SF Gate reports on a recent survey released by the Bay Area Council, having polled 1,000 residents across the 9-counties surrounding San Francisco Bay. The focus? Housing. Or more specifically what to do about the lack thereof.
- 84 percent saying they support stronger transportation networks between the Bay Area, Saramento and other areas in the Central Valley to take pressure off regional housing supply.

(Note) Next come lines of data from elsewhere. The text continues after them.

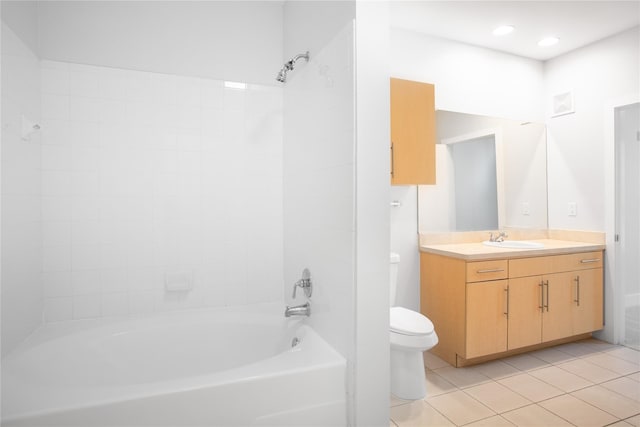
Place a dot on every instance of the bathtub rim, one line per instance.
(313, 352)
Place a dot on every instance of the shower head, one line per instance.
(289, 65)
(282, 76)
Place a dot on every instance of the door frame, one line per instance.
(614, 326)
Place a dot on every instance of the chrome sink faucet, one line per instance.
(298, 310)
(499, 238)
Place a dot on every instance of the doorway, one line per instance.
(627, 218)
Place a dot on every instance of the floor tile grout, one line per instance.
(581, 350)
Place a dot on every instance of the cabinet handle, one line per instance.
(506, 313)
(392, 162)
(492, 270)
(546, 283)
(541, 306)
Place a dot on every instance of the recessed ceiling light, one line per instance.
(548, 41)
(503, 30)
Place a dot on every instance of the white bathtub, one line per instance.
(222, 367)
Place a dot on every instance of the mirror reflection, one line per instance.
(491, 173)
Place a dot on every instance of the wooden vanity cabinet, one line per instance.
(565, 300)
(413, 136)
(510, 304)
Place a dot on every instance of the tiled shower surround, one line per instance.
(148, 177)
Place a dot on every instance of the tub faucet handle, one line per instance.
(305, 283)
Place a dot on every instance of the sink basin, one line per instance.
(514, 244)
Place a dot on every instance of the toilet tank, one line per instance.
(393, 277)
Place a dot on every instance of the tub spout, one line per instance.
(298, 310)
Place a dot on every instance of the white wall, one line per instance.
(468, 79)
(21, 185)
(372, 214)
(215, 39)
(147, 176)
(336, 187)
(319, 186)
(596, 74)
(21, 16)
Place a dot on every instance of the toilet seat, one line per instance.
(407, 322)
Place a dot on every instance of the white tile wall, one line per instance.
(145, 174)
(319, 167)
(22, 290)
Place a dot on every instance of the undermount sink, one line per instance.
(514, 244)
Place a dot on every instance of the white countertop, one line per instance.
(476, 251)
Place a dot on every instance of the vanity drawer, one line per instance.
(554, 264)
(482, 271)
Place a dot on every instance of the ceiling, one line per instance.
(575, 23)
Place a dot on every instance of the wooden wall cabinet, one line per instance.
(413, 136)
(510, 305)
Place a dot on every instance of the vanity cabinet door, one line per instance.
(486, 321)
(587, 313)
(413, 136)
(557, 306)
(525, 312)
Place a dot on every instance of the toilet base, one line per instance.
(408, 379)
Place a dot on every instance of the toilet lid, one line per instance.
(408, 322)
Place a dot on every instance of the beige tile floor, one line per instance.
(586, 383)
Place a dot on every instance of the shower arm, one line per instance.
(289, 65)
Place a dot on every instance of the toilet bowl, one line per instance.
(411, 333)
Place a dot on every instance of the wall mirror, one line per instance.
(490, 173)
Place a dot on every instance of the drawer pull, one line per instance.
(541, 285)
(546, 283)
(492, 270)
(506, 313)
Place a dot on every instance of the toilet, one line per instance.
(411, 333)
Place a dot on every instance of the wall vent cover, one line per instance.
(563, 104)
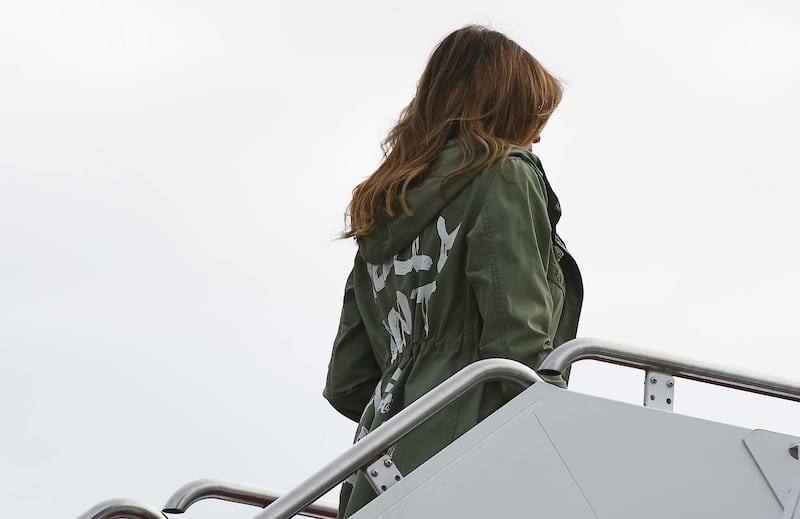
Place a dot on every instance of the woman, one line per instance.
(458, 256)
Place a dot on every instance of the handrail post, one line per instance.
(596, 349)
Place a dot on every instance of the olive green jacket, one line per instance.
(477, 272)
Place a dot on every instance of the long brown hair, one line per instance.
(479, 88)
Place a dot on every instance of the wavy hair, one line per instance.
(479, 88)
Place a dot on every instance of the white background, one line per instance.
(173, 176)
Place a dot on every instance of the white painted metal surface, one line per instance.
(556, 453)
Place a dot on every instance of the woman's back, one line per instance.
(458, 257)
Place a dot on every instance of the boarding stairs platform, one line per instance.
(552, 452)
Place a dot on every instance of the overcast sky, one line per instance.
(173, 176)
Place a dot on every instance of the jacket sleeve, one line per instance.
(353, 372)
(507, 264)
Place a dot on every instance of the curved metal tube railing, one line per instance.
(373, 445)
(199, 489)
(119, 508)
(604, 351)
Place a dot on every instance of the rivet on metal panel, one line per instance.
(383, 474)
(660, 392)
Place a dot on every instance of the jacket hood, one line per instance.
(427, 199)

- 68 percent support policies that make it easier to build new housing near transit hubs and job centers.
- 60 percent of the respondents said they would prefer housing to be built outside the region, stating those who need to get to the Bay Area to work would be best served by improving transportation to and from more remote locations.
Jim Wunderman, President and CEO of the Bay Area Council states “There’s now an entrenched misperception that our region doesn’t have the capacity to add the housing we need. What’s unfortunate is that pushing housing outside the region still doesn’t solve the problem of supply and affordability in the Bay Area. It simply means that fewer working families and workers in lower-income jobs can afford to live here. It hurts the diversity of our region and our economy.”
Schools are struggling to retain teachers, hospital workers and first responders as well as other essential workers can’t afford to live close to the communities where they serve. Clearly, this is a complex issue with broad implications – and one that is not going away any time soon. The public and private sectors are working separately as well as together for solutions for this growing crisis – whether it be promoting legislation that would make it easier and less costly for homeowners to add second units, to seeking surplus property for funding and development of essential workforce and teacher housing.
DCG is putting our real estate, policy and civic experience to work to be a part of the solution as well. Having helped civic and faith leaders develop viable land use strategies for surplus or unused property for over a decade, we see untapped potential for funding and development options throughout the Bay Area and across California.